A major question hanging over EU general counsel revolves around the issue of legal professional privilege and whether it extends to the advice they provide to their company executives and directors. Indeed, the AkzoNobel case – which has so far seen the European Commission adamantly arguing against privilege for employed lawyers – still rumbles along in the EU courts.

For his part, Pearl takes a pragmatic view, maintaining that in-house counsel have to accept that they are in a different position to lawyers in private practice. ‘It is just something you have to deal with. It is not the same as being a private-practice lawyer – you’ve got to take a few more risks. You do run the risk of being tainted by your company if it does something bad – that is just a fact of life. I advise people to choose their employers well. Lawyers have an obligation to try to ensure that the company stays on the straight and narrow – that is part of their job – to be the moral compass of the company.’

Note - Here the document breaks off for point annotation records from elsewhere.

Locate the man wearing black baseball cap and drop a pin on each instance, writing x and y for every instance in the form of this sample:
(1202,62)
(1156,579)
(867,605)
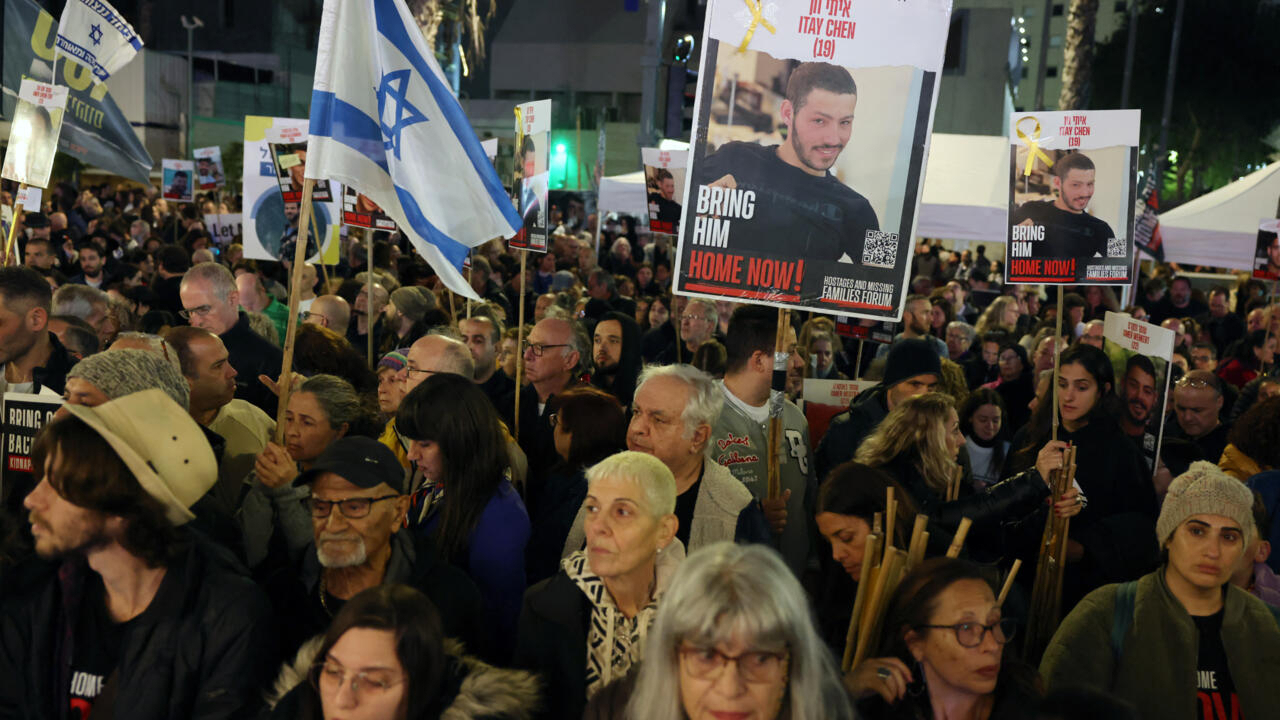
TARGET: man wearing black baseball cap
(357,511)
(913,368)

Should advice given by general counsel to their boards be privileged? Again, Pearl is succinct: ‘I assume that nothing I write will be privileged and that whatever I write to the CEO or anyone else could end up on the front page of a newspaper because there are indeed some companies in which that could happen.’


BIOGRAPHY
Jonathan Pearl


Jonathan Pearl qualified as a solicitor at London law firm Bates Wells & Braithwaite LLP in 1988. He took his first in-house role in 1990 with Apple UK as legal counsel and, three years later, moved to what was then Sony Electronics Europe as chief counsel. He became general counsel and company secretary for Sony Ericsson in 2005. He heads the company’s global legal department, which has some 70 staff, including 20 lawyers, 20 IP Rights specialists (patent engineers or patent attorneys), and a mixture of counterfeit and export-control and administrative staff.

COMPANY IN BRIEF
Sony Ericsson


HQ: London, UK

Established:
October 2001, as a 50:50 joint venture by Sony Corporation and Telefonaktiebolaget LM Ericsson.

Sector: Telecommunications

Legal team: The biggest group in the legal team is based in Sweden, while the second-largest contingent – including the dispute resolution and patent teams – is in the US. The company’s legal staff are also based in Munich, Tokyo, Beijing and Singapore.

Product design: Sony Ericsson phones are designed in the company’s studios in Sweden, London, the US and Japan, where industrial designers work with graphic and material designers to produce stylish new product releases, such as the Xperia X10.